Memoir: The Power of Claiming our Stories
We all have stories, as humans we are made of stories. I was eight years old the first time I realized this was true for all of us. I was lying on a feather bed beside my great-grandmother Blanche for the first time. She bewitched me with the stories from her life, the 19th century when she was a midwife, made bread, kept a garden, milked the cows, and fired up her wood cook stove every day, winter and summer. She raised seven children, including the grandmother who was raising me. She was a great ship of a woman lying in that bed, lisping her stories, her teeth in a jar by the bed, weaving her life into my dreams.
My eyes were opened in those moments long ago when she told me about the wedding to her new husband on a snowy New Year’s day in 1894 when they were twenty years old, how he died eight weeks later, not knowing he was gifting the generations to follow with his lovely soulful eyes and cheekbones and full sensuous lips.
I saw Blanche at that moment as a walking storybook, which is what all of you are too—full of stories, bursting with knowledge and wisdom. Her stories inspired me to write my life, and just as I learned from her, you have the power to gift the world with what you know, what you have witnessed and seen through the decades of your lives, stories that no one will know if you don’t tell them.
One of the challenges writers face is having the inner permission to tell our stories. Women in particular tell me their stories are just “domestic” or not very interesting, or not unique—they were brought up to be polite, not to offend people, don’t say too much, don’t be brash. Be silent, be a lady.
As a psychologist, I sense that at some level most of us still have to deal with the unconscious conditioning we grew up with, and we need to keep getting encouragement and giving ourselves pep talks to make our voices known and express ourselves freely. The research by Dr. James Pennebaker and others about how writing heals shows how writing deep truths can heal physical ailments like asthma and arthritis. Most of us know how much value there is in writing in our journals and expressing what is happening in our hearts and minds.
Yet, there is another factor. We need our stories to come out into the world too. I constantly hear from people I work with that they had been writing journals for years, but when they learned to write stories and share them with others so they could step into the scenes and moments from the past, they would find a new level of self-acceptance.
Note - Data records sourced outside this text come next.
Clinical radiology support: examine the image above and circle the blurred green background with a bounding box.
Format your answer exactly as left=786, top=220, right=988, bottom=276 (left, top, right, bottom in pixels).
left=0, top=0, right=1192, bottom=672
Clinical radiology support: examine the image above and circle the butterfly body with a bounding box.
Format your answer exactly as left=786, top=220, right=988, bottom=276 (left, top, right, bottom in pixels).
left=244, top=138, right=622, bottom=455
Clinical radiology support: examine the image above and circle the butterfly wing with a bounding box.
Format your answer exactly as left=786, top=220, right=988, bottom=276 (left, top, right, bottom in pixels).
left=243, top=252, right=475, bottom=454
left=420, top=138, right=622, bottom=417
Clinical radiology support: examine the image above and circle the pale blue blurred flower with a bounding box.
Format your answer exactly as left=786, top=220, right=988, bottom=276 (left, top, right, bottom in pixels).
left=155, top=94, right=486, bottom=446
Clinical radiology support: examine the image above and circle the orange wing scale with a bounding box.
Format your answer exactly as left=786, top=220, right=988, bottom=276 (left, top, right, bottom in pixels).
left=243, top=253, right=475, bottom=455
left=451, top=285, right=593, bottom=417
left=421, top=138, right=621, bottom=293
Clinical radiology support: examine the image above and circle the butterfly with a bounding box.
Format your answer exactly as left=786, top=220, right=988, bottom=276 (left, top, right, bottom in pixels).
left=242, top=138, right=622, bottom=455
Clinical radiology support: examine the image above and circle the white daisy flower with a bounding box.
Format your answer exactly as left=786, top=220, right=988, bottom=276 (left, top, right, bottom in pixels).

The power of their stories was reflected back to them by the comments and responses of others who were witnessing their lives.
How do you tap into this power?
First, there is the power of permission. Write affirmations that invite you to take your stories seriously, even if at first you write just for yourself. There is huge value in just getting your stories on the page for yourself. If you have a big inner critic, write down the negative things it says to get them out of your head, then offer an affirmation as a way to balance those voices.
Next, there is the power of finding and shaping language, of trusting in your own imagery and the unique poetry of your own language as you write. Writing something brief, a haiku or a poem or a paragraph can help you feel the power of words under your fingers.
Finding the turning point moments, the moments that made you who you are is a powerful exercise in validating your experiences, and offers you an opportunity to contemplate your life.
Learning to shape a story—discovering the craft of bringing someone deeply into your experiences is a heady power. It’s amazing that if we arrange these curlicues of black marks on the page in a certain way, our brain changes—there is a lot of research on that—that the reader’s brain mirrors your experience in their own mind and body. We all have known this since we could read, but sometimes we may forget that this is a power that we have, that we can tap all the time.
Set your writing time, keep a journal by the bed; allow yourself to dream and sketch, meander and muse. Invite the power of your stories into your waking and dreaming life, and enjoy.